由于需要训练有素的专家进行耗时的人工分割，因此数字听诊采集的声学吞咽声参数的临床应用受到限制。使用机器学习从吞咽声音音频波文件中自动识别儿童和成人的吞咽声音，准确率在76-95%之间。没有关于早产儿的数据。为了确定使用迁移学习方法应用自动机器学习是否可以准确地识别和区分早产儿吞咽声音中的吞咽声。本研究收集了澳大利亚3家特殊护理机构78名中位出生年龄为34周（25-36周，男性占52.6%）的早产儿的细流吞咽音。对于基础机器学习模型，使用预训练的深度卷积神经网络（DCNN）进行音频事件分类。以原始的燕子音频数据作为输入，生成来自基础DCNN的嵌入向量，并用于训练前馈神经网络，以确定音频片段中是否存在燕子。该模型在识别早产燕子方面显示出很高的总体准确性（94%）。与母乳喂养的燕子（敏感性95%，特异性92%）相比，瓶饲燕子的模型性能更好（敏感性95%，特异性96%）。解释：我们的新研究证明了成功地使用迁移学习来准确识别和分割早产儿的数字吞咽音。该模型的应用可以支持数字CA应用程序的开发，以自动分类吞咽声音，提高CA在特殊护理托儿所临床实践中使用的客观性。

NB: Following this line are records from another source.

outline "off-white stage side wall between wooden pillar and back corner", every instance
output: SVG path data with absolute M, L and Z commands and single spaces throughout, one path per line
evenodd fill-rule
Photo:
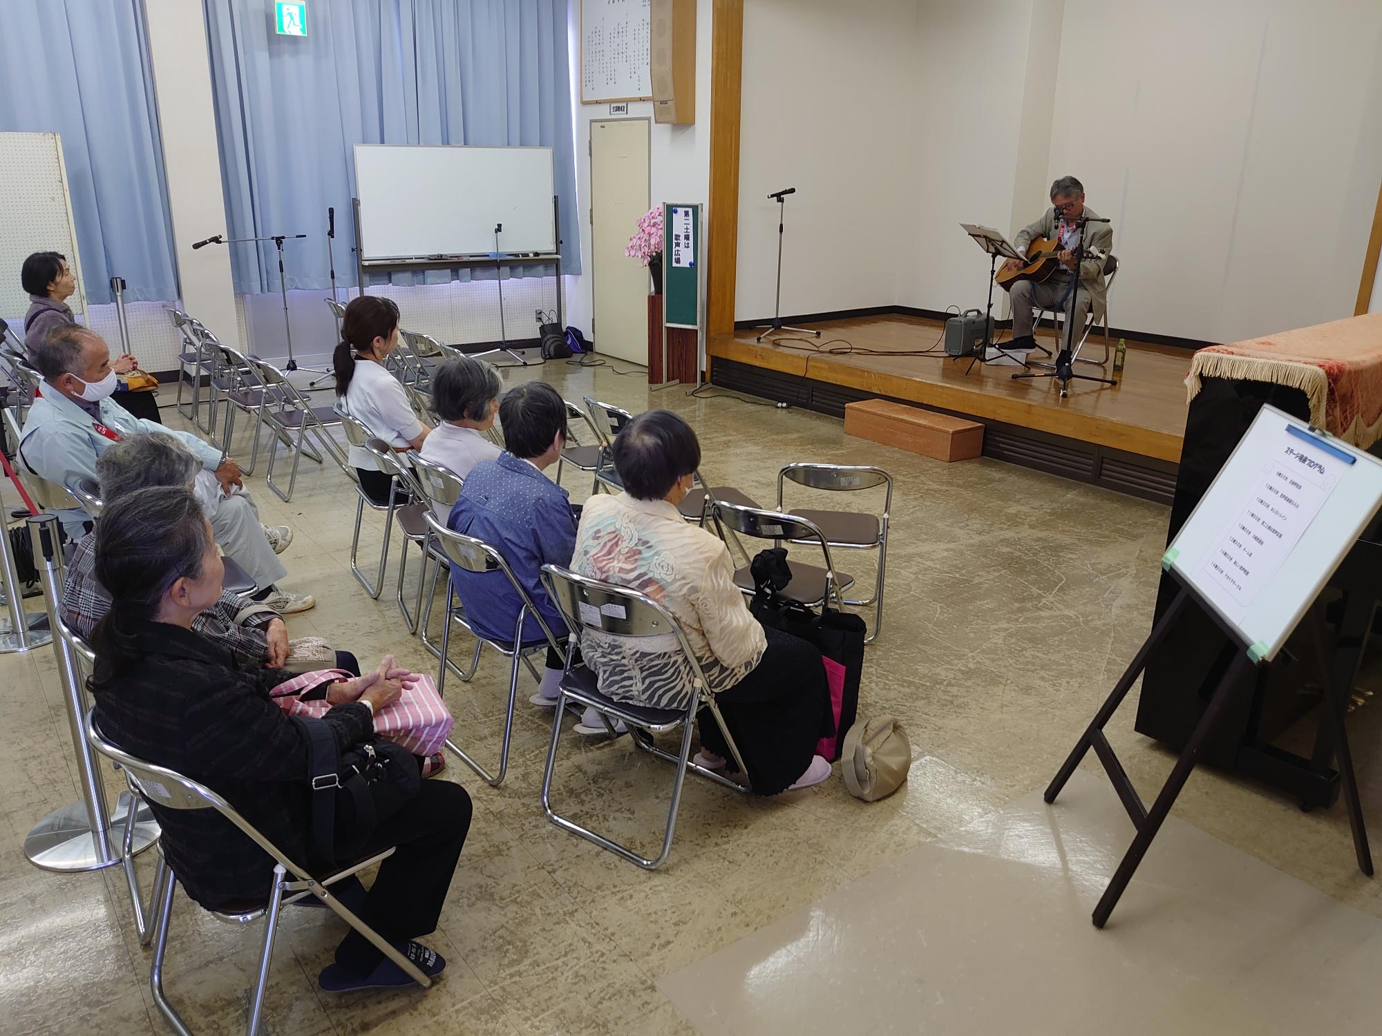
M 748 0 L 735 318 L 773 316 L 786 199 L 782 312 L 891 305 L 916 203 L 915 0 Z M 714 214 L 712 213 L 713 218 Z

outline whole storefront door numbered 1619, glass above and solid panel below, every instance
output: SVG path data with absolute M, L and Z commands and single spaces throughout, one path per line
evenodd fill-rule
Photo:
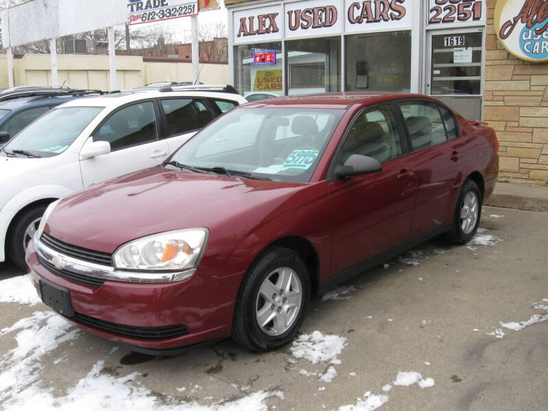
M 428 33 L 426 92 L 466 119 L 482 117 L 483 29 Z

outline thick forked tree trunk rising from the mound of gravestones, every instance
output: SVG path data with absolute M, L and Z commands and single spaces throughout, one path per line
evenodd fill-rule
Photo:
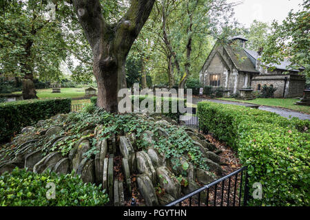
M 74 10 L 94 55 L 98 83 L 97 106 L 118 111 L 118 90 L 126 87 L 125 60 L 132 43 L 147 21 L 155 0 L 132 0 L 125 16 L 108 25 L 99 0 L 74 0 Z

本文章由计算机程序翻译，如有差异，请以英文原文为准。

求助全文

约1分钟内获得全文求助全文

来源期刊

Dysphagia 医学-耳鼻喉科学

CiteScore

4.90

自引率

15.40%

发文量

149

审稿时长

6-12 weeks

期刊介绍： Dysphagia aims to serve as a voice for the benefit of the patient. The journal is devoted exclusively to swallowing and its disorders. The purpose of the journal is to provide a source of information to the flourishing dysphagia community. Over the past years, the field of dysphagia has grown rapidly, and the community of dysphagia researchers have galvanized with ambition to represent dysphagia patients. In addition to covering a myriad of disciplines in medicine and speech pathology, the following topics are also covered, but are not limited to: bio-engineering, deglutition, esophageal motility, immunology, and neuro-gastroenterology. The journal aims to foster a growing need for further dysphagia investigation, to disseminate knowledge through research, and to stimulate communication among interested professionals. The journal publishes original papers, technical and instrumental notes, letters to the editor, and review articles.